“If we can keep our competitors focused on us while we stay focused on the customer, ultimately we’ll turn out all right.”
– Jeff Bezos, founder of Amazon
We’ve just been in Dublin for a great conference all about the SaaS industry in Europe.
After days of talking with hundreds of other SaaS founders, employees, and investors, one thing’s clear: if you’re doing something in SaaS, you have competition.
There’s competition from all angles: from the big incumbents plodding along, from the tiny nimble one-person hustlers, and from the fast growing “series A and beyond” startups.
No field or industry or company is exempt from this intense competitive environment.
But it doesn’t matter.
One of the big reasons there’s so much excitement in SaaS right now is that most of the world is still not even close to adopting the tools and software they really need. There’s an unimaginably large addressable market out there for thousands of SaaS businesses.
Most of the world does not live on ProductHunt.
When we’re building features and products, we’re acutely aware of everything going on in our industry – we know every feature and every little quirk of every one of our competitors.
But your customers and your potential customers rarely know the industry you’re in as well as you, and they almost always buy on criteria that go far beyond features and specs.

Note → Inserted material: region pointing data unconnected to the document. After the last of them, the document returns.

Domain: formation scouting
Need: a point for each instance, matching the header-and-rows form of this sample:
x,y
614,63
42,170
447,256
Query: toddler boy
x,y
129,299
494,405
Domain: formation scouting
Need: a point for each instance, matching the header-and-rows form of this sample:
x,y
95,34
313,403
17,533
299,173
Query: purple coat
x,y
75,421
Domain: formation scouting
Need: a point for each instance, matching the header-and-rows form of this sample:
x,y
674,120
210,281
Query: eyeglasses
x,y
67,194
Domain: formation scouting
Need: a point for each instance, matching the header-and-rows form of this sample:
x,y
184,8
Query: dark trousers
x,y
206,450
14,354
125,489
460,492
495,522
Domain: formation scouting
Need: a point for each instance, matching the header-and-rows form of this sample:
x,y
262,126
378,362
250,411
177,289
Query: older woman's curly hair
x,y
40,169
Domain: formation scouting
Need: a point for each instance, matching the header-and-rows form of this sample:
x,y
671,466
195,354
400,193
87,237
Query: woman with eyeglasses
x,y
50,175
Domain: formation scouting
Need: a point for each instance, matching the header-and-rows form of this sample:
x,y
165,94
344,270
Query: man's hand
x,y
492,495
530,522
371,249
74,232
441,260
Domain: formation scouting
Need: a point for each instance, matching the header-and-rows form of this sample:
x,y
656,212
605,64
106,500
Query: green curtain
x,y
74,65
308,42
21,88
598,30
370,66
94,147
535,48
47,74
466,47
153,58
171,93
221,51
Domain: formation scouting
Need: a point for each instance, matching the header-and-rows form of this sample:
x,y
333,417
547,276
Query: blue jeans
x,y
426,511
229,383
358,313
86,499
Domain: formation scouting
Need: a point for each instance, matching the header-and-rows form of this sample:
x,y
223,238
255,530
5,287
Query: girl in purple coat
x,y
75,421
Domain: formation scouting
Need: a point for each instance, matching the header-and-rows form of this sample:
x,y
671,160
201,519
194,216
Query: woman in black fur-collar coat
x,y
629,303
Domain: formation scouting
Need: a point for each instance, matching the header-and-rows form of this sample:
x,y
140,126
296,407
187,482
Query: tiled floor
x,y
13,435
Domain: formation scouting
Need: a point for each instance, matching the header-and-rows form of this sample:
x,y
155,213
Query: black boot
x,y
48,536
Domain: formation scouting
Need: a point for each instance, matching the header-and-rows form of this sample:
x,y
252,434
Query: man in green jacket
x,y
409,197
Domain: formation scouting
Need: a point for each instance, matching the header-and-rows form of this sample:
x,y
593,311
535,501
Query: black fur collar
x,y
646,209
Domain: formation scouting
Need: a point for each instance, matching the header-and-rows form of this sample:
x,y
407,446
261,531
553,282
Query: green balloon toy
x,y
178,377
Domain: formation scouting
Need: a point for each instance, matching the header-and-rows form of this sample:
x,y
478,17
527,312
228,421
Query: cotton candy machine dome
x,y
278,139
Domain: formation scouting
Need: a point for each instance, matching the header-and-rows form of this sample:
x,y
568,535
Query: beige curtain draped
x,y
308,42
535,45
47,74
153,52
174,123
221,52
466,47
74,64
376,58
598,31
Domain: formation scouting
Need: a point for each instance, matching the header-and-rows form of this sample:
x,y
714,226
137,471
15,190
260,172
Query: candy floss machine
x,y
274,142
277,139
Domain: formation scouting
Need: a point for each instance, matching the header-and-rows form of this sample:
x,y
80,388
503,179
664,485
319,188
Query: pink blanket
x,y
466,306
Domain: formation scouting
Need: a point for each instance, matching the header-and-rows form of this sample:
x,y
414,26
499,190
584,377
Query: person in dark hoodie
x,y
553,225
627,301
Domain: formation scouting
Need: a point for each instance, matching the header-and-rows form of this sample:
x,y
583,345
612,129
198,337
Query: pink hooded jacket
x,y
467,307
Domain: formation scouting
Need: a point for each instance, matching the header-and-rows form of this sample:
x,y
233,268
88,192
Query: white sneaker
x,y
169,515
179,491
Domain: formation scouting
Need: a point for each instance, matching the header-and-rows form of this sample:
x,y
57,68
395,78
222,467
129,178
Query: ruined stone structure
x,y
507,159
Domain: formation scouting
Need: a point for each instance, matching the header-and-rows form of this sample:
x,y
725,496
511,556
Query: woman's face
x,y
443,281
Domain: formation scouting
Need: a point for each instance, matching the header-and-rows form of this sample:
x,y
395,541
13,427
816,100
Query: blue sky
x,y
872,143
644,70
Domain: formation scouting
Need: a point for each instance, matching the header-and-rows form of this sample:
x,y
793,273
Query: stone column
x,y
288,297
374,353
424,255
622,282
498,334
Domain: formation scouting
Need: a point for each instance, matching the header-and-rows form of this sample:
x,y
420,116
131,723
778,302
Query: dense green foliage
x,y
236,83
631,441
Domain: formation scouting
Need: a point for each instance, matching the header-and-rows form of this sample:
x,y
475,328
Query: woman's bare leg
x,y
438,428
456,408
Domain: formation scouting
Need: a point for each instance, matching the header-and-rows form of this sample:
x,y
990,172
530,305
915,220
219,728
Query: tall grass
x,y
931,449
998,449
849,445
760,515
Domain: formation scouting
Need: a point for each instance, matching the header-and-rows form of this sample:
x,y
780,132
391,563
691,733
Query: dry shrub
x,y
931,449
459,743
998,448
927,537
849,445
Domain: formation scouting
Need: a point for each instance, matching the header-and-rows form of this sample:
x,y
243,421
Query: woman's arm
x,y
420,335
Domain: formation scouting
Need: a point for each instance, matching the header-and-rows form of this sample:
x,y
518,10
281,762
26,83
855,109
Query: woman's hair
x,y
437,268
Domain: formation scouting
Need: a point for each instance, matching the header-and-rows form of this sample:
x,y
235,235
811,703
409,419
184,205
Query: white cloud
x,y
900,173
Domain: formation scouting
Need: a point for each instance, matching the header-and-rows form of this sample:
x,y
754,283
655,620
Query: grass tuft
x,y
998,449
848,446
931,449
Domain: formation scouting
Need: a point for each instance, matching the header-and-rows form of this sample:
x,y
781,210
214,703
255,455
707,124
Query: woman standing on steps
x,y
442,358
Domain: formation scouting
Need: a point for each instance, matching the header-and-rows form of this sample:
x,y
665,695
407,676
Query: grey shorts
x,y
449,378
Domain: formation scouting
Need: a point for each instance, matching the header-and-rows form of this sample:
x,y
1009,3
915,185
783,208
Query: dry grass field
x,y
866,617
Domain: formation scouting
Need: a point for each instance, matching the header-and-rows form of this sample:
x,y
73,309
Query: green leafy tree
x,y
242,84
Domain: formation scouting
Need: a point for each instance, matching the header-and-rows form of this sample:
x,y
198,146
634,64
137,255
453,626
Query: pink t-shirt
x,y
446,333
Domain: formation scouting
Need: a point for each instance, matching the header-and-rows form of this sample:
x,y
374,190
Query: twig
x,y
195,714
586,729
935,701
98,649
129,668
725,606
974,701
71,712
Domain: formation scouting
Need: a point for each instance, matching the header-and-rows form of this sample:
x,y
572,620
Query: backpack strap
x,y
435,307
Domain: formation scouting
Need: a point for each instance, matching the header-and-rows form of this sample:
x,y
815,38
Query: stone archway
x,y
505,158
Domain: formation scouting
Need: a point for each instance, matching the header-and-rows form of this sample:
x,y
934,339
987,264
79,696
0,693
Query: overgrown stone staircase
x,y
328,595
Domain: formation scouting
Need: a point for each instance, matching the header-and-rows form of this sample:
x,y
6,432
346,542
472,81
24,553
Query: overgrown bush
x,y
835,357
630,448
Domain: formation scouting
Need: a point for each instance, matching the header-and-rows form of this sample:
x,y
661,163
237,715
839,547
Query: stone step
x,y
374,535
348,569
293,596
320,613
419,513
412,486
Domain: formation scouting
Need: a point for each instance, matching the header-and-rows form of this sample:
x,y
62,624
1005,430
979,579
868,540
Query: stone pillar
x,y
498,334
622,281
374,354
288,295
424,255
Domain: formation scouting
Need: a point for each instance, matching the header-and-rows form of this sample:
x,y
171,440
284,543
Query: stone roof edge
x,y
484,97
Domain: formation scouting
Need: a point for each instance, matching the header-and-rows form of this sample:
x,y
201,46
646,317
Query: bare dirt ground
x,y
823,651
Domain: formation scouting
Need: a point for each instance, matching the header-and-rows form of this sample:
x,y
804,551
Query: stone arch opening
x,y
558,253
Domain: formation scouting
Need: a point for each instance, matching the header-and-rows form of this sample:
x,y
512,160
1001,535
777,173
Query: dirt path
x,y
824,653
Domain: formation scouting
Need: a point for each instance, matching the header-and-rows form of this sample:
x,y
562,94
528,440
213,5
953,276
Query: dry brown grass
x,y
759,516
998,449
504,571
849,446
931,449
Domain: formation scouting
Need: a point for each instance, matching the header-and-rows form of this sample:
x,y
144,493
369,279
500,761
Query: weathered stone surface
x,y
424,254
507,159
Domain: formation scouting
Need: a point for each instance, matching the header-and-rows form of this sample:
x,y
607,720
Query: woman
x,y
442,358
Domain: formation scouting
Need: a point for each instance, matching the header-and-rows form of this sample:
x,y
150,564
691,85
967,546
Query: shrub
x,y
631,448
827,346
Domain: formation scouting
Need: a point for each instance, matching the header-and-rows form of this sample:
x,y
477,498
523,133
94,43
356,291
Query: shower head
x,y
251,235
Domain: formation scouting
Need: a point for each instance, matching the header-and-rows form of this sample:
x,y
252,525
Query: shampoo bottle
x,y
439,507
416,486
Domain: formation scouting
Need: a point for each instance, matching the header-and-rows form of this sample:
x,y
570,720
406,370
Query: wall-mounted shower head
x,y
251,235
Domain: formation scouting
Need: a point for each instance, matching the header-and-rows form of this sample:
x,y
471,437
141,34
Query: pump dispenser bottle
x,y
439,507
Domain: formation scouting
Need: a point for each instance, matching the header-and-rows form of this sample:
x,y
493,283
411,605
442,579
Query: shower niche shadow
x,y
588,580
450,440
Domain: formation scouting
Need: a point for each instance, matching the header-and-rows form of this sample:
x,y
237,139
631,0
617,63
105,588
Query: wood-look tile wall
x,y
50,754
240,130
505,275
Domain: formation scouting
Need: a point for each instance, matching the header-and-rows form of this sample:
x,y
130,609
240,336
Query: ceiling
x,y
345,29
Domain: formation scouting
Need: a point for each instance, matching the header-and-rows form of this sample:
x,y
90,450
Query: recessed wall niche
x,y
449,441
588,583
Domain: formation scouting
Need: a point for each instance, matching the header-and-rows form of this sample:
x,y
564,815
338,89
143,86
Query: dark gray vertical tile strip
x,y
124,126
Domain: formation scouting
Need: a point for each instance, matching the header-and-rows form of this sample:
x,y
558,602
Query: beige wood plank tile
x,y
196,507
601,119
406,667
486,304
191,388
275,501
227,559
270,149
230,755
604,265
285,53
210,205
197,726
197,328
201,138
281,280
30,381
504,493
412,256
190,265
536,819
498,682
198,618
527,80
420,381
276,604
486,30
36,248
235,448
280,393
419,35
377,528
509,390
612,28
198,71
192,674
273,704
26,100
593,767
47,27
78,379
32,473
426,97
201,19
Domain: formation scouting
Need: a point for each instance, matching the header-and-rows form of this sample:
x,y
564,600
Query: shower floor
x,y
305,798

People buy from people they like and people they trust. They buy based on what they hear and what they feel. They buy to solve problems.
Build a great product that solves a really big, painful problem for your customers, and go out of your way to make them really really happy.
That’s not easy. It takes a ton of time and effort, and it can mean doing a lot of hard stuff – like actually getting out of the building and not sitting in Sketch all day.
But if you do that you’ll barely have time to worry about your competitors – you’ll be too busy building something that’s unique and better.
Focus on your customers, not your competitors, and a lot will figure itself out.